Powder Coating: In manufacturing, car parts or appliances are given an electrical charge, while the paint powder is given an opposite charge. This ensures an even, durable, and highly efficient coat of paint.
Air Purifiers: Electrostatic precipitators use charged plates to attract and trap dust, smoke, and pollen particles from the air.

🧠 Quick Concept Check

Question: If you double the distance between two charges, what happens to the electrostatic force between them?

Answer: Because the force follows an inverse-square law (1/r²), doubling the distance (2r) squares the denominator, making the force one-fourth (1/4) of its original strength!

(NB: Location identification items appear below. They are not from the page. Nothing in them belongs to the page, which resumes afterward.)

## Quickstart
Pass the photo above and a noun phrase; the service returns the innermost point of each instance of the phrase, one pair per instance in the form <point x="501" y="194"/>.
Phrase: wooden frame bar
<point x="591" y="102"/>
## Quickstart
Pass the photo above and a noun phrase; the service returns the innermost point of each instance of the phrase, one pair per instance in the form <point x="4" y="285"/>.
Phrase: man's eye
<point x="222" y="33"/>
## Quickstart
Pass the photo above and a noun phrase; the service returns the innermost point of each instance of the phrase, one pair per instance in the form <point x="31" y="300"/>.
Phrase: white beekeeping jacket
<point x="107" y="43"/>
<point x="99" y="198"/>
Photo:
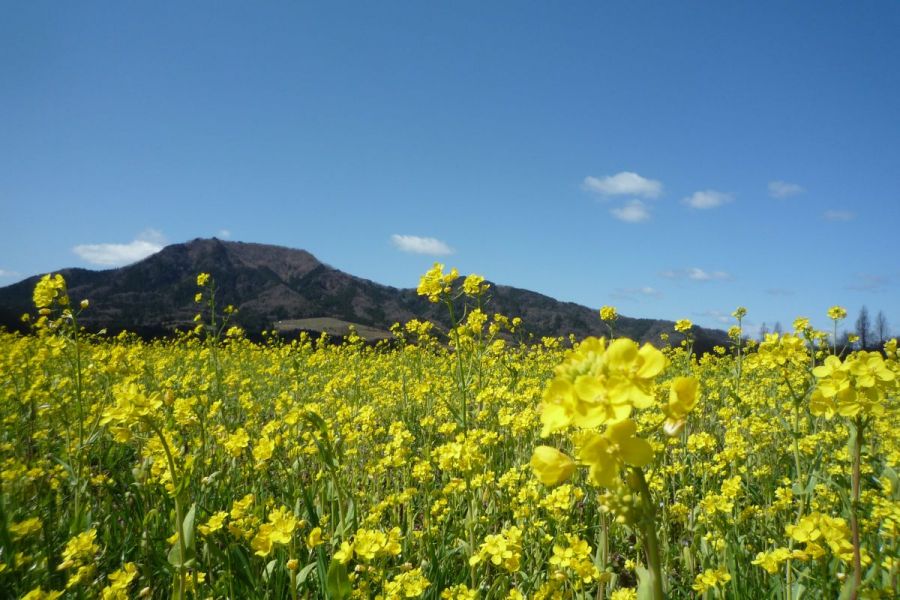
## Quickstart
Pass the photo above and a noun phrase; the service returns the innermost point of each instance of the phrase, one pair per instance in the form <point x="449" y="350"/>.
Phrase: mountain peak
<point x="275" y="284"/>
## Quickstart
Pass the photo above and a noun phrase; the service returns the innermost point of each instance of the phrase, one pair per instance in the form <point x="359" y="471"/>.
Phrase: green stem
<point x="179" y="517"/>
<point x="854" y="508"/>
<point x="651" y="542"/>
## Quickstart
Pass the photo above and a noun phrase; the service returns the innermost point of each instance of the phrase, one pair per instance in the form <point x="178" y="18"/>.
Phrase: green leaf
<point x="188" y="526"/>
<point x="267" y="572"/>
<point x="337" y="583"/>
<point x="645" y="587"/>
<point x="176" y="560"/>
<point x="304" y="573"/>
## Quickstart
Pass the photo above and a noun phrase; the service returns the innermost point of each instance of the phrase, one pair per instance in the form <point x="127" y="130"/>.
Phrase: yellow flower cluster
<point x="853" y="386"/>
<point x="435" y="284"/>
<point x="417" y="467"/>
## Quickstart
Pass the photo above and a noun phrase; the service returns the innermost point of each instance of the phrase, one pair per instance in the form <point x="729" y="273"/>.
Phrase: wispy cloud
<point x="718" y="316"/>
<point x="635" y="293"/>
<point x="868" y="282"/>
<point x="634" y="211"/>
<point x="783" y="189"/>
<point x="780" y="292"/>
<point x="625" y="183"/>
<point x="707" y="199"/>
<point x="148" y="242"/>
<point x="695" y="274"/>
<point x="420" y="245"/>
<point x="838" y="215"/>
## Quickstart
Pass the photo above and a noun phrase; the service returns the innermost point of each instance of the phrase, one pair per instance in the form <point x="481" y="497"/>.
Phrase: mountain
<point x="274" y="284"/>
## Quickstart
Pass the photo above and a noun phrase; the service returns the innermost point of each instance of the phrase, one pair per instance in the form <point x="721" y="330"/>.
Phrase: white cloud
<point x="420" y="245"/>
<point x="148" y="242"/>
<point x="780" y="292"/>
<point x="695" y="274"/>
<point x="718" y="316"/>
<point x="634" y="293"/>
<point x="838" y="215"/>
<point x="783" y="189"/>
<point x="625" y="183"/>
<point x="707" y="199"/>
<point x="700" y="275"/>
<point x="634" y="211"/>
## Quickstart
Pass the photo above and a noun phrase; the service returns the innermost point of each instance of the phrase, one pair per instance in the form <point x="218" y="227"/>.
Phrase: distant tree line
<point x="867" y="334"/>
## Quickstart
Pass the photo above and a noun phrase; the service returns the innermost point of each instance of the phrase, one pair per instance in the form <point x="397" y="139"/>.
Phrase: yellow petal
<point x="551" y="466"/>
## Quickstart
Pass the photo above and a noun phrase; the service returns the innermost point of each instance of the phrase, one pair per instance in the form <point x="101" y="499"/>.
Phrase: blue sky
<point x="673" y="159"/>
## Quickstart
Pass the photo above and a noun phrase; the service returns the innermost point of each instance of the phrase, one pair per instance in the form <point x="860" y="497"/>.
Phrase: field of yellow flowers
<point x="458" y="464"/>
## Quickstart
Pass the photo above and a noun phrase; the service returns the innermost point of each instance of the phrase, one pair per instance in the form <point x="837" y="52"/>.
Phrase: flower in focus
<point x="682" y="400"/>
<point x="606" y="453"/>
<point x="597" y="384"/>
<point x="608" y="313"/>
<point x="474" y="285"/>
<point x="683" y="325"/>
<point x="836" y="313"/>
<point x="551" y="466"/>
<point x="434" y="283"/>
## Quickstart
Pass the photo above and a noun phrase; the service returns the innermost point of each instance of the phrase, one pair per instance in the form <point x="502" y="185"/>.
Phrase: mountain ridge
<point x="268" y="284"/>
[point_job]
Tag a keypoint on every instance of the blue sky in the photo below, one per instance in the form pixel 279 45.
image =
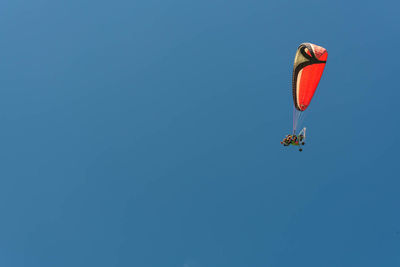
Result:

Common Misconceptions Among Students

When tackling CBSE numericals, students often fall into a few common traps:

Forgetting to Convert Units: Charges are frequently given in microcoulombs (μC). 1 μC = 10^-6 C. If you plug μC directly into the formula without converting to Coulombs, your answer will be drastically wrong. (Our calculator handles this for you automatically!)
Newton's Third Law Confusion: A common tricky question is: "If a 10 μC charge and a 1 μC charge are separated by distance r, which charge exerts a greater force on the other?" The answer is neither. According to Newton's Third Law and Coulomb's Law, they exert an equal and opposite force on each other.
Using Negative Signs in Magnitudes: The formula calculates the magnitude of the force. The signs of the charges (+ or -) are only used to determine the direction (attractive or repulsive). Do not input negative signs when calculating the raw force magnitude.

Summary

Mastering Coulomb's Law requires a clear understanding of the direct relationship between charge magnitudes and the inverse-square relationship of their distance. By utilizing the Electric Force Calculator above, you can verify your manual calculations, understand step-by-step substitutions, and build confidence in solving complex electrostatics problems for your physics curriculum.